Una delle voci più consistenti è quella che riguarda le imprese: cosa viene previsto ora in seguito alle modifiche?
Nel pacchetto imprese ci sono 12,4 miliardi di euro, in cui salgono le misure relative alla transizione 5.0, ai crediti di imposta. Si tratta di quelle che stavano funzionando meglio nel PNRR, forme di contributi che le aziende possono utilizzare sotto forma di detassazione per la transizione verde e digitale. Qui c’è stato dato un miliardo in più, in tutto 6,3 miliardi.
Sulle imprese, insomma, siamo messi bene?
Sì, ci sono anche misure interessanti sui contratti di filiera, sull’eolico, così come sulle filiere agricole.
C’è stato qualche taglio, invece, per quanto riguarda l’efficientamento energetico per gli immobili privati e le case popolari?

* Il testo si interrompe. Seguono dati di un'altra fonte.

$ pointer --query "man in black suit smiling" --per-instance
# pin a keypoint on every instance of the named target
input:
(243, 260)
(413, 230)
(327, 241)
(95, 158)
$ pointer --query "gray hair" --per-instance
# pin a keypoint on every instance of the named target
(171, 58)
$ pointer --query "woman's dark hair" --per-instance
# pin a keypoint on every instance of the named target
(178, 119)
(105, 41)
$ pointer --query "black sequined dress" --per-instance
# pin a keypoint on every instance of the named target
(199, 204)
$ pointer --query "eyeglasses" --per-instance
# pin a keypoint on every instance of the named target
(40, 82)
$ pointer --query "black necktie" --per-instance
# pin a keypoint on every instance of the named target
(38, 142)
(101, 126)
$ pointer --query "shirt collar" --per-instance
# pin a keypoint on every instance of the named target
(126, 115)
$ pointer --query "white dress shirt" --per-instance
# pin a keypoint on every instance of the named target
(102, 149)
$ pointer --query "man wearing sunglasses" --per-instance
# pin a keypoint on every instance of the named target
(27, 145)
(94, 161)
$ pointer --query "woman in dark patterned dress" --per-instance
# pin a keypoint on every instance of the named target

Per le case popolari c’è stata una rimodulazione perché alla fine queste misure non hanno avuto un grandissimo successo. Hanno ridotto il target.
E sulla sanità?
Lì un po’ di tagli ci sono stati, ad esempio sulle case e gli ospedali di comunità: si passa da 1.450, che era il target iniziale, a 1.038. Il governo sostiene che per completare il progetto, quindi per realizzare l’obiettivo stabilito in un primo momento, si attingerà al Fondo sanitario nazionale, ma le regioni sono già sul piede di guerra: il problema, infatti, là dove non si potrà attingere ai fondi europei, sarà trovare altre risorse. I numeri iniziali, d’altra parte, erano oggettivamente troppo alti per riuscire a rispettare i termini. Ogni regione aveva un determinato numero di strutture da realizzare, che ora non è più lo stesso: bisognerà vedere quelle che andranno avanti e quelle che verranno posticipate.

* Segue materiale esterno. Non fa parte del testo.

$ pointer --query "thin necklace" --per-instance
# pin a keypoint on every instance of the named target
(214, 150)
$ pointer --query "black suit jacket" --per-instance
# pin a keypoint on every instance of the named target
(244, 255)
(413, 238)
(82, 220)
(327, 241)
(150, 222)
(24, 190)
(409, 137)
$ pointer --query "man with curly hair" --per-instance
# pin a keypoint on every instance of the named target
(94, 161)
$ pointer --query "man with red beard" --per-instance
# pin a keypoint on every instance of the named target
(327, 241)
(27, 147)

Le risorse per gli asili, invece, sarebbero diminuite: si parla di 100mila posti in meno. Quali sono le ragioni di un taglio così considerevole?

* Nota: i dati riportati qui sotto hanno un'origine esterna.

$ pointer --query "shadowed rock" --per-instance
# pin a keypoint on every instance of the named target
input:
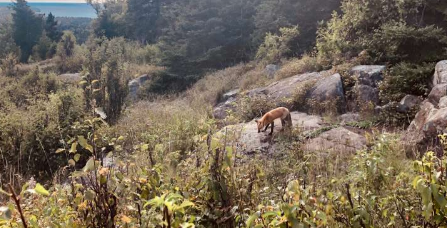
(440, 75)
(340, 140)
(135, 84)
(320, 86)
(250, 141)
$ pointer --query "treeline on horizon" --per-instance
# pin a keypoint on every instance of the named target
(191, 37)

Alcuni interventi che erano stati ammessi al finanziamento non riguardavano nuove strutture come chiedeva la Ue, ma riqualificazioni, ampliamenti, la creazione di centri polifunzionali, mentre l’obiettivo della Commissione era di avere nuove strutture. Nella proposta di modifica è stato abbassato il target perché si volevano togliere le strutture che erano a rischio di approvazione. La valutazione è estremamente rigida: i tecnici della Commissione guardano come è formulato il target e non sono ammesse variazioni o interpretazioni. Per questo si è deciso di inserire solo gli interventi che sono sicuramente in linea con il requirement europeo, subire una bocciatura in seguito avrebbe voluto dire perdere i soldi.
L’opera di revisione, comunque, ha portato a procrastinare gli interventi: che problemi comporta questo in termini di realizzazione del PNRR?
Sono stati rivisti i target per la quinta, la sesta e la settima rata: sono stati spostati in avanti. La quinta rata, da presentare entro dicembre, che doveva valere 18 miliardi di euro, adesso ne vale 12, perché gli obiettivi sono stati spostati in avanti. Significa che le rate successive sono sempre più ambiziose e che la realizzazione delle opere è prevista negli ultimi due anni, questo è il rischio maggiore.
Insomma stiamo prendendo tempo. Così facendo che pericolo corriamo?
Andando a spendere tutto negli ultimi due anni si rischia di ingolfare la macchina. Anche perché chi fa le opere sono le stesse imprese. C’è un problema di capacità del sistema produttivo, della possibilità di riuscire a realizzare effettivamente queste opere nei tempi definiti.
C’è anche un capitolo che riguarda le alluvioni e gli interventi per il riassestamento del territorio dal punto di vista idrico. Quanto conta questa voce del piano?
Nello spostamento delle misure sono stati privilegiati gli interventi contro la dispersione idrica e tutto sul tema acqua. Sempre in ambito RePower c’è molto che riguarda rafforzamento delle reti elettriche e del gas, lo smart grid.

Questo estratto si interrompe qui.